COVID-19のもたらした変化

2020-03-03 16:17:44

 

中国雑誌社東京支局スタッフ 南部健人

東京支局で働き始めたのは春節休みに入る少し前だった。上司から主な業務を引き継ぎ、さあいよいよ仕事に取り組もうと思った頃には、中国ではCOVID-19の流行で武漢が封鎖され、日本でも散発的にり患者があらわれはじめていた。そこからじりじりとCOVID-19が日常の景色を侵食してくる日々が始まった。通勤時に見かける人々のマスク着用率は日に日に高まり、東京に遊びにくるはずの中国の友人との予定もキャンセルになり、東京支局でもリモートワークと時差出勤の体制が敷かれることになった。働き始めて携わったすべての取材もCOVID-19に関連するものだ。ただ、当初の日本から中国への支援に関する話題から、今では日本も中国もともに頑張ろうというものに変わってきたことを実感する。

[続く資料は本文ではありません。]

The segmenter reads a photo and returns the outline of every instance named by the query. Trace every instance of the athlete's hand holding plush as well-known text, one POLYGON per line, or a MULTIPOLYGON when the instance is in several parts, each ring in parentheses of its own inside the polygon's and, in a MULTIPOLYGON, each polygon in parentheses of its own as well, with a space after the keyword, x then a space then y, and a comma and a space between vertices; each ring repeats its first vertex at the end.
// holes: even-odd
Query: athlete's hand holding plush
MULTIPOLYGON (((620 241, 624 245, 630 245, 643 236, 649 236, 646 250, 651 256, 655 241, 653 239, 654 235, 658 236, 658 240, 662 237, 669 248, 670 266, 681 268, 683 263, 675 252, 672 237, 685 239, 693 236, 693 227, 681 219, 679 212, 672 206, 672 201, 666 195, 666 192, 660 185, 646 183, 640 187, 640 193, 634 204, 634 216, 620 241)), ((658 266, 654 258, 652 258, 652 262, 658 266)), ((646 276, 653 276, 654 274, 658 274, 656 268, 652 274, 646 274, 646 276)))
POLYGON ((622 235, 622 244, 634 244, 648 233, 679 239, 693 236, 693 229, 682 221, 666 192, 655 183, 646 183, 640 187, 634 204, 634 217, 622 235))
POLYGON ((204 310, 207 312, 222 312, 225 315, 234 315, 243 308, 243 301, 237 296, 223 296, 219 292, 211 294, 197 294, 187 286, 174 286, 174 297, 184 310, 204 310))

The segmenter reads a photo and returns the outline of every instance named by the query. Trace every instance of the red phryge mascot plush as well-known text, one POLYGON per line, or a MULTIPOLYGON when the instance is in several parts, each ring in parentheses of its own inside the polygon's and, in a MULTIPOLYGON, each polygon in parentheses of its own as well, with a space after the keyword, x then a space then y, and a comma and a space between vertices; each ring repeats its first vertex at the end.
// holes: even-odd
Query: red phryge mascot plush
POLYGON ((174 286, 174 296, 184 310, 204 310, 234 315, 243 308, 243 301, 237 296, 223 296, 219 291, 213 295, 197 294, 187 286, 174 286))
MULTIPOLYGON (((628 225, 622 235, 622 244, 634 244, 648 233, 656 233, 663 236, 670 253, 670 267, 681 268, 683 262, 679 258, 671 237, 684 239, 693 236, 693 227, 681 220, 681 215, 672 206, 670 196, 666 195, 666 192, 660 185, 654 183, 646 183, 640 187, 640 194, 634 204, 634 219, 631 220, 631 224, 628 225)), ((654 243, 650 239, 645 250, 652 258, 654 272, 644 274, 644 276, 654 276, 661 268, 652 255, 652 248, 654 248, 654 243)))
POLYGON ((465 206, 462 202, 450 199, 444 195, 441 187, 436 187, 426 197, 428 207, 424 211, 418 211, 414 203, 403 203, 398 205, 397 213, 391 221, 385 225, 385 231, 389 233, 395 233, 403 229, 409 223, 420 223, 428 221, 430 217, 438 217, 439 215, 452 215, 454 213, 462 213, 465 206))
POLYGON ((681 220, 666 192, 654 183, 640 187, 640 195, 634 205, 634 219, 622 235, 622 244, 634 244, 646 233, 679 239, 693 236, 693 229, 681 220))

しかし、この期間に感じた変化は決して消極的なものばかりではなかった。この数週間で、自身のwechatのモーメンツやメディア報道を通じて、国外の中国人留学生の中国への支援活動や、それらの物資を国内で整理するボランティアを積極的に呼びかける声などを目にすることが増えた。募金に関する投稿をしていた友人は、少し前に流行語となった「仏系青年」という世情に無関心で何事にも受け身だと揶揄されてきたのだが、今の非常事態のなかで自分のできることに積極的に取り組む姿には驚きとともに励まされる思いがした。

 

その時ふと、学生の頃に教わった「浴火重生」という言葉が脳裏に浮かんだ。鳳凰が生まれ変わる際に炎のなかに飛び込むことから転じて、巨大な困難と痛みを経験し乗り越えることで、人は大きく成長することができるとの意味になる。一部報道では、中国国内の流行ピークは過ぎつつあるとも出ているが、未知なるウイルスなだけに予断は許されない。ただ、同世代の彼ら彼女らの変化する様子から、わずかでも確かに希望の光を見る思いがした。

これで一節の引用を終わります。